Personal information
- Full name: Elias Thamir Assoufi
- Date of birth: July 1, 1953 (age 71)
- Place of birth: Iraq
- Position(s): Forward

Senior career*
- Years: Team / Apps / (Gls)
- 1970–1987: Al Zawra

International career
- 1973–1980: Iraq / 37

= Thamer Yousif =

Iraqi Assyrian footballer

Elias Thamir Yousif (تامر يوسف) (born 1 July 1953) was an Assyrian football player. A long time Al Zawra member, Thamir led the Iraq Super League in goals on three occasions (1975, 1976, 1982) and was 2nd in the league on two occasions. His domestic club career lasted from 1970 to 1987. He led his team, Al Zawraa, to three national titles (1976, 1977, 1979). He was part of the dangerous offensive trio of Al Zawra during the 1970s that included Ali Kadhim and the Falah Hassan.

He started his football career in 1970 for Al-Sikak Al-Hadeed. Thamir was first selected for the national team at the age of 20 in 1973. His accomplishments on the domestic scene includes 3 league and 4 cup titles with the Al-Zawraa, whom he played for 17 years. He made 37 appearances for the Iraqi national team and scored over 150 goals in his career before retiring in 1987. Thamir was leading scorer in the Iraqi league in three seasons, the first in 75, where he scored 12 goals, the next year he scored 13 goals to lead Al-Zawraa to the league title and the 3rd in 1982 he scored 11 goals.

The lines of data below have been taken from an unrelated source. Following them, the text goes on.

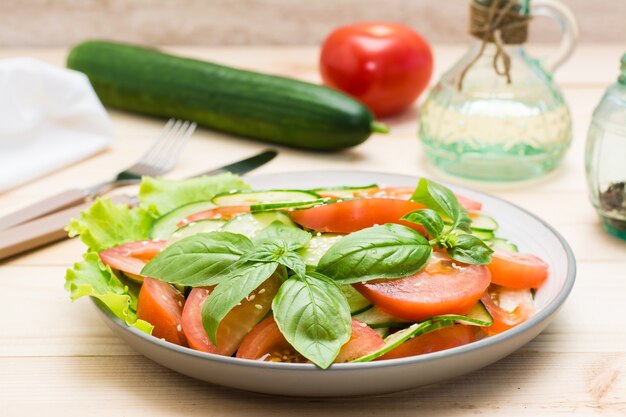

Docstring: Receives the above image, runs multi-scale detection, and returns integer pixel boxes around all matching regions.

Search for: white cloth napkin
[0,58,113,192]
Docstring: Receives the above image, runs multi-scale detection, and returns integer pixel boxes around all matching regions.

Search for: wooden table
[1,45,625,416]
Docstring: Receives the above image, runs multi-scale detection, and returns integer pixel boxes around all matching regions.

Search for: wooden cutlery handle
[0,188,88,231]
[0,195,132,261]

Thamir had great success on the national stage. The Iraqi national team was one of the best in the 1970s, where Thamer and teammates won the 1972 and 1974 Pan Arab Cup, 1979 Gulf Cup, 1977 and 1979 World Military Cup. He was chosen part of the Iraqi olympic team in the 1980 Olympics, where the team passed the first round, but lost to East Germany in the quarterfinals.